Innophore GmbH, 8010, Graz, Austria.
Austrian Centre of Industrial Biotechnology, 8010, Graz, Austria.
Sci Rep. 2023 Jan 14;13(1):774. doi: 10.1038/s41598-023-27636-x.
Treatment of COVID-19 with a soluble version of ACE2 that binds to SARS-CoV-2 virions before they enter host cells is a promising approach, however it needs to be optimized and adapted to emerging viral variants. The computational workflow presented here consists of molecular dynamics simulations for spike RBD-hACE2 binding affinity assessments of multiple spike RBD/hACE2 variants and a novel convolutional neural network architecture working on pairs of voxelized force-fields for efficient search-space reduction. We identified hACE2-Fc K31W and multi-mutation variants as high-affinity candidates, which we validated in vitro with virus neutralization assays. We evaluated binding affinities of these ACE2 variants with the RBDs of Omicron BA.3, Omicron BA.4/BA.5, and Omicron BA.2.75 in silico. In addition, candidates produced in Nicotiana benthamiana, an expression organism for potential large-scale production, showed a 4.6-fold reduction in half-maximal inhibitory concentration (IC) compared with the same variant produced in CHO cells and an almost six-fold IC reduction compared with wild-type hACE2-Fc.

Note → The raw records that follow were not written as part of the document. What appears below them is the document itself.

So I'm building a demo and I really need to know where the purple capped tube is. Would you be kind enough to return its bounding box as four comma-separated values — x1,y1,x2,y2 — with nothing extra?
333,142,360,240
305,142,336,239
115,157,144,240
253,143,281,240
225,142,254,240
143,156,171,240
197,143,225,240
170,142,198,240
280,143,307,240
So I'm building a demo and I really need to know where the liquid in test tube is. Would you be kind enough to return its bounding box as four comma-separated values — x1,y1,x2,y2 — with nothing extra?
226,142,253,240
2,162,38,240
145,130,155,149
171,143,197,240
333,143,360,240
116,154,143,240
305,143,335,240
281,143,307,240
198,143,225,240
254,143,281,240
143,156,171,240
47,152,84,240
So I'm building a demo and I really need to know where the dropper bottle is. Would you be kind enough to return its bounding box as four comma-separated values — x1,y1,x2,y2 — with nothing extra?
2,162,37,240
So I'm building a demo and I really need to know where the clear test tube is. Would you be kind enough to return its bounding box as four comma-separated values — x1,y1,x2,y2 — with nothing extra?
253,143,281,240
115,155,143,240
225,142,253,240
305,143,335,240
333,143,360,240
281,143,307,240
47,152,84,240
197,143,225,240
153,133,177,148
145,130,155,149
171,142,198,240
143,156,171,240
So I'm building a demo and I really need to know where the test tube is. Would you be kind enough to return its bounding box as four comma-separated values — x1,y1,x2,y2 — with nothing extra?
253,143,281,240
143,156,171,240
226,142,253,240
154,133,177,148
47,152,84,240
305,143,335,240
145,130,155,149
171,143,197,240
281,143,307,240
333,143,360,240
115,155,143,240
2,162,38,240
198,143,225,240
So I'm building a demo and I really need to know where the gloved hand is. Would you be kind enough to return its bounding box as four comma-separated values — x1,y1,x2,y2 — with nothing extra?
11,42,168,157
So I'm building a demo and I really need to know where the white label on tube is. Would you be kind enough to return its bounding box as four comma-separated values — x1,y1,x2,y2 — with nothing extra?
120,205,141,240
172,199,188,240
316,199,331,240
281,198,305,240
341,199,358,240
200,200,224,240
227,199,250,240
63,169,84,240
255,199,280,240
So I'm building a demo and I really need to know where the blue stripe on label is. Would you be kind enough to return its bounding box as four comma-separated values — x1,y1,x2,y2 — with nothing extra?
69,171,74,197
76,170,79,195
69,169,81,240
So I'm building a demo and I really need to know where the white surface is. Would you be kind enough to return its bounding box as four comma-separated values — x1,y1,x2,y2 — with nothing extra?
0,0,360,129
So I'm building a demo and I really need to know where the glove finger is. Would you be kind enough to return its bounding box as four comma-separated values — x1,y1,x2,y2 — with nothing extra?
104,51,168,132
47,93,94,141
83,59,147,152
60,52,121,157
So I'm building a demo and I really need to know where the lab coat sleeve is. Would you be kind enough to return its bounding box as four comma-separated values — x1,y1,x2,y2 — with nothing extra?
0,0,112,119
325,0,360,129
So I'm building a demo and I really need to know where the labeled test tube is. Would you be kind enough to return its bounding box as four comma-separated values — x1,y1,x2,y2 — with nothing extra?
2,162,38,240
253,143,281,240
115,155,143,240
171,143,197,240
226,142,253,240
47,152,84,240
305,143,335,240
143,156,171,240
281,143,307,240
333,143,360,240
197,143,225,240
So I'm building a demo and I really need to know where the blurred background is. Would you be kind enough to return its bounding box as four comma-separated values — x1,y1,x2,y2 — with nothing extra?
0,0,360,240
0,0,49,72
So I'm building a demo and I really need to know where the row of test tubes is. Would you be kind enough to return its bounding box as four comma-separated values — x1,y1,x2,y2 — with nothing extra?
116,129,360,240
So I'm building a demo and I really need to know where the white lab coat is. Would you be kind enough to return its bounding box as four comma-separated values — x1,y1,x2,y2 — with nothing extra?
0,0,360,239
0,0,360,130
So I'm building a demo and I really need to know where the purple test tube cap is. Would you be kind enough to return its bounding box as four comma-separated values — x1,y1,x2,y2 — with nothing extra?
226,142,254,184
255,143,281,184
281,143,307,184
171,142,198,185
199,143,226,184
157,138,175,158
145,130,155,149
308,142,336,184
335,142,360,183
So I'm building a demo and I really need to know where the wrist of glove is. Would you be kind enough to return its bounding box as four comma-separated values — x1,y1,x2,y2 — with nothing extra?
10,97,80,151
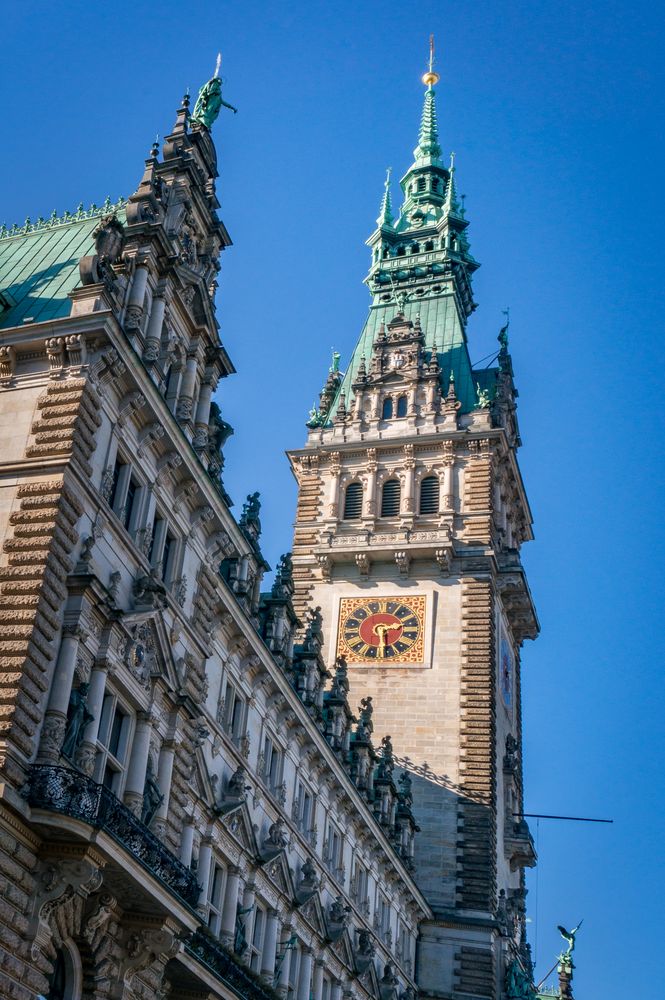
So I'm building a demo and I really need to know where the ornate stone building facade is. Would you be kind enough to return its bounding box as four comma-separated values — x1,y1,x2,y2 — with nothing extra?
0,78,434,1000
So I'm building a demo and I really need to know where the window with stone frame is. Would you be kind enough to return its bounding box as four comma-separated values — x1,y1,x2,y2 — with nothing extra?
381,479,401,517
94,691,134,798
206,860,226,935
286,941,302,1000
344,483,363,521
219,681,247,745
249,903,266,973
323,819,344,881
261,733,284,795
293,781,315,836
418,476,440,514
352,858,369,916
374,889,392,945
146,511,177,586
395,919,413,975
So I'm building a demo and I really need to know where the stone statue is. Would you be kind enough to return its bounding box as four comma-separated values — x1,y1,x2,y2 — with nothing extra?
190,76,238,129
61,683,94,758
141,757,164,826
226,764,250,799
557,920,584,958
328,896,350,925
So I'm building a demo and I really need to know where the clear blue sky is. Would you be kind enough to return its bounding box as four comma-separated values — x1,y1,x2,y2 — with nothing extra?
0,0,665,1000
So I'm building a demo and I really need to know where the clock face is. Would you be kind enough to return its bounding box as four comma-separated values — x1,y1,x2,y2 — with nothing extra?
337,597,425,665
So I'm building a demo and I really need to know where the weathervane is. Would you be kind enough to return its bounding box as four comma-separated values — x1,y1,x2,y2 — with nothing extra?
423,35,441,87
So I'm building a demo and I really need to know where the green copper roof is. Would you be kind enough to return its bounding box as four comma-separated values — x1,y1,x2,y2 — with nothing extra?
0,201,123,329
338,295,482,412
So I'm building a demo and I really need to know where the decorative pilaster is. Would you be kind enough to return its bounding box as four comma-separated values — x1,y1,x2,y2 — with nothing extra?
39,625,83,763
125,712,152,816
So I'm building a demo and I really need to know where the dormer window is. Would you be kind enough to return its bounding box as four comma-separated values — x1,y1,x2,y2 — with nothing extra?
344,483,363,521
381,479,401,517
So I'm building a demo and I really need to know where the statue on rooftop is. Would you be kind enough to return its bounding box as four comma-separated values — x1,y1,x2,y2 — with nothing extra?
190,55,238,129
557,920,584,958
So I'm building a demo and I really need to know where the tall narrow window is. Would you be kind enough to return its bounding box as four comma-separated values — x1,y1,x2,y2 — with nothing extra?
122,479,138,531
208,861,226,934
344,483,363,521
420,476,439,514
381,479,400,517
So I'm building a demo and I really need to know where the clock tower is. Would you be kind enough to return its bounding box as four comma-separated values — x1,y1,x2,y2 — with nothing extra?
289,54,538,1000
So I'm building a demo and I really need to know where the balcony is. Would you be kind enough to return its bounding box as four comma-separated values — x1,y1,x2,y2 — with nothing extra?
28,764,200,908
185,928,281,1000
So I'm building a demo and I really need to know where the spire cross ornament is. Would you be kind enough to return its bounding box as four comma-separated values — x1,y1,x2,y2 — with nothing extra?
423,35,441,88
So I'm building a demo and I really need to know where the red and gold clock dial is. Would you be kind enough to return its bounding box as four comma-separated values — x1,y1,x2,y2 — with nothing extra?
338,597,425,663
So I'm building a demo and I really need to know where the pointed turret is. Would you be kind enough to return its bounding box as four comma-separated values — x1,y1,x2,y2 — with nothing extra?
376,167,394,229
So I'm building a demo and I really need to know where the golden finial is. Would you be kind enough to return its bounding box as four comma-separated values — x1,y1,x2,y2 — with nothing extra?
423,35,441,87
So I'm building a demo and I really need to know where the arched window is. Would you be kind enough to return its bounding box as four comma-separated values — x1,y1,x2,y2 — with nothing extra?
420,476,439,514
46,939,82,1000
344,483,363,521
381,479,400,517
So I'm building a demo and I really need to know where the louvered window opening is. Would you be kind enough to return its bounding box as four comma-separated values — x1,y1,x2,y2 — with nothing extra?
381,479,400,517
344,483,363,521
420,476,439,514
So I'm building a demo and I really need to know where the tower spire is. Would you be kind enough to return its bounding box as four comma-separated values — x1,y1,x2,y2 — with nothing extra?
413,35,441,162
376,167,394,226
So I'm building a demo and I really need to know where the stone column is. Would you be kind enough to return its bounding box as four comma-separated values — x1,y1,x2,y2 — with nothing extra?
76,663,108,776
276,926,292,996
192,372,215,448
143,292,166,364
442,458,455,510
124,712,152,816
197,837,212,909
180,819,195,868
261,910,279,986
365,448,377,517
219,867,240,945
152,740,176,837
312,958,324,1000
402,458,416,514
240,882,256,965
39,624,83,764
125,262,148,330
176,350,198,423
296,948,312,1000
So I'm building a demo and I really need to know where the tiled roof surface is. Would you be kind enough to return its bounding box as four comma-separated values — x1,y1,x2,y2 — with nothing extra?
0,203,126,329
334,295,491,412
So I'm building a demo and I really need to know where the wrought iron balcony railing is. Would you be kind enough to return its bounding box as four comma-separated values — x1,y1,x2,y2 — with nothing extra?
185,929,280,1000
28,764,200,907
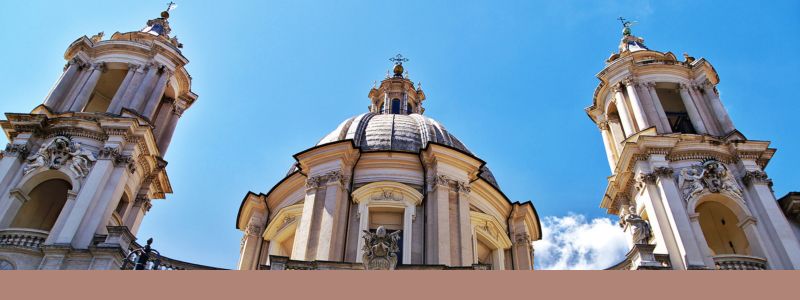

用一种可溶性的 ACE2 来治疗 COVID-19,这种 ACE2 可以在病毒颗粒进入宿主细胞之前与它们结合,这是一种很有前途的方法,然而,它需要进行优化和适应不断出现的病毒变异。这里提出的计算工作流程包括对多个刺突 RBD/hACE2 变体的刺突 RBD-hACE2 结合亲和力进行分子动力学模拟,以及一个新的卷积神经网络架构,该架构用于对体素化力场对进行操作,以实现有效的搜索空间减少。我们确定了 hACE2-Fc K31W 和多种突变变体是高亲和力的候选物,并通过病毒中和试验在体外进行了验证。我们在计算机上评估了这些 ACE2 变体与奥密克戎 BA.3、奥密克戎 BA.4/BA.5 和奥密克戎 BA.2.75 的 RBD 的结合亲和力。此外,在潜在大规模生产的表达宿主烟草 Nicotiana benthamiana 中产生的候选物与在 CHO 细胞中产生的相同变体相比,半最大抑制浓度(IC)降低了 4.6 倍,与野生型 hACE2-Fc 相比,IC 降低了近 6 倍。